Mechanism of local anesthetic effect on mitochondrial ATP synthase as deduced from photolabelling and inhibition studies with phenothiazine derivatives.

The mode of interaction between mitochondrial ATP synthase and two phenothiazine derivatives, chlorpromazine (CPZ) and trifluoperazine (TFP), was studied as a model for the interaction of local anesthetic drugs with membrane proteins. Photolabelling experiments demonstrated that CPZ and TFP interact with various subunits of either the peripheral F1 moiety of the membrane-embedded F0 sector. Both drugs, however, labelled the membrane sector much more heavily. Qualitative differences in labelling were observed between CPZ and TFP, indicating non-identical sites of interaction. These diversities appeared related to the different hydrophobicities of the two drugs since: (a) TFP, which has a higher lipid/water partition coefficient, labelled the more hydrophobic subunits more markedly than CPZ; (b) reduced glutathione, a hydrophilic free radical scavenger that does not penetrate the membrane continuum, had a negligible effect on the labelling by TFP, whereas it reduced the labelling of various subunits by CPZ; (c) the labelling by [3H]TFP was poorly antagonized by cold CPZ, whereas it was almost totally prevented by fluphenazine, a phenothiazine similar to TFP in hydrophobic character. Consistently, double-inhibition experiments showed that TFP and fluphenazine are mutually exclusive inhibitors of mitochondrial ATP synthase, whereas TFP and CPZ are mutually nonexclusive. The nature of the phospholipid bilayer influenced neither the labelling nor the inhibition patterns.
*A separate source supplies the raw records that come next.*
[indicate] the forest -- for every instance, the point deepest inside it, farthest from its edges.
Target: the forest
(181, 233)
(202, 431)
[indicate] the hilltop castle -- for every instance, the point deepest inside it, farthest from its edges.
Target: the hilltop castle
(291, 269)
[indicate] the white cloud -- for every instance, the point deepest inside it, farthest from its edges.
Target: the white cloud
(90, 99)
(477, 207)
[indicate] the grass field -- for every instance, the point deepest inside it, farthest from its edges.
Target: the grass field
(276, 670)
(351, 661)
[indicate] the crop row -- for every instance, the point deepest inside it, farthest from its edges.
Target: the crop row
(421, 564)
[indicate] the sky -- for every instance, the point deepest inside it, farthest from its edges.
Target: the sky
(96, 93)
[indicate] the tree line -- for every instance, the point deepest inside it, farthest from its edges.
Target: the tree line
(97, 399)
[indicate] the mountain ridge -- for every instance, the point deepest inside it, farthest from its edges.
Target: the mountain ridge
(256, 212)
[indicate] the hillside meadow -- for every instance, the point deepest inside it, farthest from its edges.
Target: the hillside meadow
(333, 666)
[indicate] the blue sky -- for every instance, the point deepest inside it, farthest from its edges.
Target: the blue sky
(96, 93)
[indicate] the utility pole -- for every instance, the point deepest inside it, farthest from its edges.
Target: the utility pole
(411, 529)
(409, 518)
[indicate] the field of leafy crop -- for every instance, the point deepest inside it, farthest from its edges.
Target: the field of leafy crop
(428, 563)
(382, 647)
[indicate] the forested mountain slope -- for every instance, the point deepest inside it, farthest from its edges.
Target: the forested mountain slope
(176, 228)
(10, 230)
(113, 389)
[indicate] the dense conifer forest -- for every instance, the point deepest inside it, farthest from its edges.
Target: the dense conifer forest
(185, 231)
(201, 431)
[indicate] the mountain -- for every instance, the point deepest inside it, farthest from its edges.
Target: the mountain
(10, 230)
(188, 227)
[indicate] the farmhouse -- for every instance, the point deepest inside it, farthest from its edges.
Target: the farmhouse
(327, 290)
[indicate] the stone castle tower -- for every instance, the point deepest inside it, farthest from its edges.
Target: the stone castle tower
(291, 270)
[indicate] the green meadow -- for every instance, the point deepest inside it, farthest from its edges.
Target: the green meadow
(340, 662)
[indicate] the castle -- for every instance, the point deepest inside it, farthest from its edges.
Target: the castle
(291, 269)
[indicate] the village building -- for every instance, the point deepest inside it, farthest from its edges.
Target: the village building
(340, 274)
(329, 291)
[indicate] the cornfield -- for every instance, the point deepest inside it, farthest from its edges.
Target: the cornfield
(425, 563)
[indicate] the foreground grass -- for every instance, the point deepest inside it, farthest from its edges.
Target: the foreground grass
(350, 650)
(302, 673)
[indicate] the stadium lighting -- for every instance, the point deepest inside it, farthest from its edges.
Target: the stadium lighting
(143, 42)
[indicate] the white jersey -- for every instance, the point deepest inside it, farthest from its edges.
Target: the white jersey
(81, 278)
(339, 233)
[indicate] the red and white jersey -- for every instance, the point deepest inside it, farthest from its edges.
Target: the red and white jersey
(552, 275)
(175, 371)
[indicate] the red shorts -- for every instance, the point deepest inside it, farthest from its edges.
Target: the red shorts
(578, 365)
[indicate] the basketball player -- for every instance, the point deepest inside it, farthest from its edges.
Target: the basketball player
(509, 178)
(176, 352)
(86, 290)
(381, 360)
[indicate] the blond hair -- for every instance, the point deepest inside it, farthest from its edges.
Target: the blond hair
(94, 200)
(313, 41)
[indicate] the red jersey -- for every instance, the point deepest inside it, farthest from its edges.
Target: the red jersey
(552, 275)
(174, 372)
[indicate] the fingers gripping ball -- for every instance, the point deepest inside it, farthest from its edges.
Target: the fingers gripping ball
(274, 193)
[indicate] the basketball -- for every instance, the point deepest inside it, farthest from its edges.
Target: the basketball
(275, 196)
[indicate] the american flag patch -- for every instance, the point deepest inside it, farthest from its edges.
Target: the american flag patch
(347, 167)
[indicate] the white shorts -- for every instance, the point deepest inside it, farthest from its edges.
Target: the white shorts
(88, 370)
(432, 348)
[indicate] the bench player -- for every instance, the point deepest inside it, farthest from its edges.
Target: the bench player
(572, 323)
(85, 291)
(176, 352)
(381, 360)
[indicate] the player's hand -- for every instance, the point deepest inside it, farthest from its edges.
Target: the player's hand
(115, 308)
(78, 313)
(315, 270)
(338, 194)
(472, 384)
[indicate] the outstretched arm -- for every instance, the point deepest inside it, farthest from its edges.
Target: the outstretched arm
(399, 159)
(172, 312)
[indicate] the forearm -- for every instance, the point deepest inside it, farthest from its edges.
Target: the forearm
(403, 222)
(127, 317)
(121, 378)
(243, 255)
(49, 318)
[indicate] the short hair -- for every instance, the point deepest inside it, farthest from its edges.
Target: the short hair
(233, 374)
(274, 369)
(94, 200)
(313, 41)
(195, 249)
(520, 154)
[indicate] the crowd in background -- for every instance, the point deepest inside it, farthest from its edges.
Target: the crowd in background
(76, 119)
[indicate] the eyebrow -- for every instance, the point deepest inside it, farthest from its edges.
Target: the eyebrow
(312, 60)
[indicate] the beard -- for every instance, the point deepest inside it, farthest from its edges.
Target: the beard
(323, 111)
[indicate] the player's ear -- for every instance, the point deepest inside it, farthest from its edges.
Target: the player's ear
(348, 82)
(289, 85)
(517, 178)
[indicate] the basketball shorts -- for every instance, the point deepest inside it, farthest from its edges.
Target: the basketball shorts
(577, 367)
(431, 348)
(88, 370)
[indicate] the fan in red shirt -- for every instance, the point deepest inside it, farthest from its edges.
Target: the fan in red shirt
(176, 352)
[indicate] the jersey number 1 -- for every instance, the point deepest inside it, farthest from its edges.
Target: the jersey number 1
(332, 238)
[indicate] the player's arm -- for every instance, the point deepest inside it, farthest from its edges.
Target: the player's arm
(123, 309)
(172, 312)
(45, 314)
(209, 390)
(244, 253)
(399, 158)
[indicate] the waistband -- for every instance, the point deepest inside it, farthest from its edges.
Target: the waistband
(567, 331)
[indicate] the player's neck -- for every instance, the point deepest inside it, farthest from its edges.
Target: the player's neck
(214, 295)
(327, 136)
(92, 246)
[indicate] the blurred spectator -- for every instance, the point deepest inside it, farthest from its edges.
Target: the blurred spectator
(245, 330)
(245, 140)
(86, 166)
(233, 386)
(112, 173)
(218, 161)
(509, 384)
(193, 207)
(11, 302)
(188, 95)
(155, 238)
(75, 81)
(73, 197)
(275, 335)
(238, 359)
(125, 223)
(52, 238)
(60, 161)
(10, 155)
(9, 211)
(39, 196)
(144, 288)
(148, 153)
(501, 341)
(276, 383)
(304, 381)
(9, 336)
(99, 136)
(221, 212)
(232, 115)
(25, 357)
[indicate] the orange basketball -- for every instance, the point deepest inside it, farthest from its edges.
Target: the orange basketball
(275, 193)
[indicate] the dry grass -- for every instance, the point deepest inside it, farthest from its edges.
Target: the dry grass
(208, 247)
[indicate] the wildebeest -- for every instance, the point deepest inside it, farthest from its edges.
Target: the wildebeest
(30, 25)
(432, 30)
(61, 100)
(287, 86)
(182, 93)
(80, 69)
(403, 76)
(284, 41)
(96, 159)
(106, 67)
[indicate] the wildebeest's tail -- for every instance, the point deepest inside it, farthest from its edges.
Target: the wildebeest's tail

The complex of these data indicate that tertiary amine local anesthetics affect the activity of membrane proteins by interacting with a multiplicity of relatively aspecific hydrophobic sites located preferentially, but not exclusively, on the membrane-embedded domains. It is suggested that at least two phenothiazine derivatives of different hydrophobicities be used in photolabelling experiments, before any generalization is made, since the molecular targets of these drugs vary according to their hydrophobic character.